Los pactos de Dios con nosotros
“Si obedeces cabalmente la voz del Señor tu Dios, para cumplir todos sus mandamientos que te prescribo hoy, el Señor tu Dios te exaltará sobre todas las naciones de la tierra. Además, las siguientes bendiciones vendrán y te alcanzarán, si obedeces la voz del Señor tu Dios” (Deuteronomio 28:1, 2).
Resulta maravilloso que Dios haya hecho contratos (o pactos) con nosotros. La mayoría son bilaterales, lo que significa que ambas partes (Dios y los seres humanos) tienen una parte que cumplir.
Un ejemplo de un pacto bilateral es: “Si tú haces esto, entonces yo haré aquello”. O “Haré esto si tú haces aquello”. Una clase menos común de pacto es unilateral. “Yo haré esto ya sea que tú hagas algo o no”.
Algunos de los pactos de Dios con la humanidad son unilaterales. Por ejemplo, Dios “envía su sol sobre malos y buenos y manda la lluvia sobre justos e injustos” (Mateo 5:45). Hagamos lo que hagamos o dejemos de hacer, podemos contar con Dios para tener la luz del Sol y la lluvia. Después del Diluvio, Dios prometió ante la humanidad y “toda bestia de la tierra” que nunca habría otro diluvio que cubriera toda la Tierra (ver Génesis 9:9–16), independientemente de nuestras acciones.
Hoy estudiaremos algunos pactos bilaterales muy significativos entre Dios y sus hijos. Oremos para que, por la gracia de Dios, cumplamos con nuestra parte del trato.
I. EL PACTO DE SALVACIÓN
La muerte de Cristo en el Calvario hizo posible que toda persona que haya vivido o que vivirá se salve. A diferencia de la promesa de las estaciones, la salvación no es unilateral, no se da a todos, sin importar lo que hagan.

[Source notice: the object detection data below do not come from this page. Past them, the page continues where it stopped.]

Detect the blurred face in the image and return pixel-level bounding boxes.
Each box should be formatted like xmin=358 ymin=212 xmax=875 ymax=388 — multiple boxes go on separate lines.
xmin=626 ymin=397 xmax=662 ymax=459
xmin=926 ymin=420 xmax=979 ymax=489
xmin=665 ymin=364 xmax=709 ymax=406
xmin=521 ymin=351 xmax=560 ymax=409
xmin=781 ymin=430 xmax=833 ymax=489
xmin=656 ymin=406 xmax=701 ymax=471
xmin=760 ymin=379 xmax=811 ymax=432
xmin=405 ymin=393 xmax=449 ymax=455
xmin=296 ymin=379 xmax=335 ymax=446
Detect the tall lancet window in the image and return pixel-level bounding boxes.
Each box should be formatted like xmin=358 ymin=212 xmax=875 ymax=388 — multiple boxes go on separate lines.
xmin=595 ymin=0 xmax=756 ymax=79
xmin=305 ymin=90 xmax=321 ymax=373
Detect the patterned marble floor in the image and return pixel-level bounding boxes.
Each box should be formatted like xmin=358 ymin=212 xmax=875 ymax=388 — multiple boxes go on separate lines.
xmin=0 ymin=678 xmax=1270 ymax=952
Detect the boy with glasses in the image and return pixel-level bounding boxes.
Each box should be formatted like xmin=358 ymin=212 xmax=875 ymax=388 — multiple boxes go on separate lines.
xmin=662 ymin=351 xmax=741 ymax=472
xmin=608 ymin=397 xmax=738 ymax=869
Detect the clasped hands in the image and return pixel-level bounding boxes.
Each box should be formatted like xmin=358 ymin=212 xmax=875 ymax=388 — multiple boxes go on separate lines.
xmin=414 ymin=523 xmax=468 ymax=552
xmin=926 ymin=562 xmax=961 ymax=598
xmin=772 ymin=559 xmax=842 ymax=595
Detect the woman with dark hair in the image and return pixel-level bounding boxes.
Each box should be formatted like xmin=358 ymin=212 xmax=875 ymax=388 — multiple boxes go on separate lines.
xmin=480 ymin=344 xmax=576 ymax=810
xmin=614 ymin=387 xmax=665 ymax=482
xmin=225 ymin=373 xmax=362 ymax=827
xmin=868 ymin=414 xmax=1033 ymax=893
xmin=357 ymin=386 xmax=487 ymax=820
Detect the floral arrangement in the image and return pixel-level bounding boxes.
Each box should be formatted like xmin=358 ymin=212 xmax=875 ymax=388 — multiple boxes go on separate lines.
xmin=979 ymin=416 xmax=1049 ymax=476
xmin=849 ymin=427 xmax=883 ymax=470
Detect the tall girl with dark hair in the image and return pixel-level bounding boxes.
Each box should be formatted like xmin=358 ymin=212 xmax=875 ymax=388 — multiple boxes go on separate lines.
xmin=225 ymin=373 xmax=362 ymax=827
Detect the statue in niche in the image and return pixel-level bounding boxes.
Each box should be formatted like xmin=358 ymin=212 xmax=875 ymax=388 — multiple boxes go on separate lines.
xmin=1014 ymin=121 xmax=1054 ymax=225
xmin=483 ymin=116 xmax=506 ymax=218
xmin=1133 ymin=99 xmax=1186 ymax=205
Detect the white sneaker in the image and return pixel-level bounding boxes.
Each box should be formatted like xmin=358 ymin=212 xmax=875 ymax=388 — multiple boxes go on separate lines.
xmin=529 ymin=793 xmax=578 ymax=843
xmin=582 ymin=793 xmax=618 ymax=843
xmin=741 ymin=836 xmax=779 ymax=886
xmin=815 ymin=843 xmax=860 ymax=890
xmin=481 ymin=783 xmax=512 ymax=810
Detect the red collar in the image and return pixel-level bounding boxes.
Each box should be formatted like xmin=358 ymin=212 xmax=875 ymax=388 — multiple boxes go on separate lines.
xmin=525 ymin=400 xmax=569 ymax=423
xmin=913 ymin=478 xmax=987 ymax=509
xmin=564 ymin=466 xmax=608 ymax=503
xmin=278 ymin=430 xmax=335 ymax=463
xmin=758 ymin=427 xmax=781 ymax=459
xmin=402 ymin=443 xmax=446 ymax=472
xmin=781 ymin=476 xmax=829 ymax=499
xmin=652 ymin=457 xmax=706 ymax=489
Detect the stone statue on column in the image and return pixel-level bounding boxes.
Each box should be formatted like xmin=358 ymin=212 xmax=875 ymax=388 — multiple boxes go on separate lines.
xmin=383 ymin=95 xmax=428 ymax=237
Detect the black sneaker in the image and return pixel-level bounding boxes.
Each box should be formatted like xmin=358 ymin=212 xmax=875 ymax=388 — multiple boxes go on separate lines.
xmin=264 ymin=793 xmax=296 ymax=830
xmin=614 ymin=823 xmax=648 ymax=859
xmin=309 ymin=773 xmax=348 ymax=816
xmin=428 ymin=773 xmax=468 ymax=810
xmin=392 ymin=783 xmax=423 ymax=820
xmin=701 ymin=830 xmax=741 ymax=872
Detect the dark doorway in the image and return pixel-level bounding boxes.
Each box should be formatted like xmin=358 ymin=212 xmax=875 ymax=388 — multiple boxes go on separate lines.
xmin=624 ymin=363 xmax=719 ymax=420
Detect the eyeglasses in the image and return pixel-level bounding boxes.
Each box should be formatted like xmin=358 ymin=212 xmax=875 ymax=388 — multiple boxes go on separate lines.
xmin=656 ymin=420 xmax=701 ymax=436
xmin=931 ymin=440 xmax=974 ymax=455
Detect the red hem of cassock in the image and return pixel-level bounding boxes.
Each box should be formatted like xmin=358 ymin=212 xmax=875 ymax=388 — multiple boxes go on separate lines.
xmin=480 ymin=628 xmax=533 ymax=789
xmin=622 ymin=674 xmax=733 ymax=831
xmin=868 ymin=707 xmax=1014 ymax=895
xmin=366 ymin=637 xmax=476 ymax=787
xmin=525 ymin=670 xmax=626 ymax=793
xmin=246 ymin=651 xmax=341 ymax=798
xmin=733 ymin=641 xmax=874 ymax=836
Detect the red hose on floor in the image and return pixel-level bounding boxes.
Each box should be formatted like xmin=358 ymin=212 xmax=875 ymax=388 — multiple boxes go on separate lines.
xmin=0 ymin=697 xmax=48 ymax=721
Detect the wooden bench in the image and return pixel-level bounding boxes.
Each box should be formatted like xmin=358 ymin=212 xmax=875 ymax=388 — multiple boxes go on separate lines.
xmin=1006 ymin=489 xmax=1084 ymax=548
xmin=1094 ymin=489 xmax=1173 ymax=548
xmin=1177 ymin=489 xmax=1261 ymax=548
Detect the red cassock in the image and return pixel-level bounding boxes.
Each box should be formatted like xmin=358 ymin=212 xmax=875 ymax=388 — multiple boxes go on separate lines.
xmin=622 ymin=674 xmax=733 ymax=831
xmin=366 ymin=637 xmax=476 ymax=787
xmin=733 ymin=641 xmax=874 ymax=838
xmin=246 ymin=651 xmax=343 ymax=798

La creencia de que todos se salvarán se llama “universalismo”.
En vez de eso, Jesús enseñó claramente que, aunque él murió por toda la humanidad, muchos recorren el camino ancho hacia la destrucción y la muerte eterna (Mateo 7:13, 14).
¿Qué dicen los siguientes textos sobre cómo la gente recibe el don de la salvación en Jesús?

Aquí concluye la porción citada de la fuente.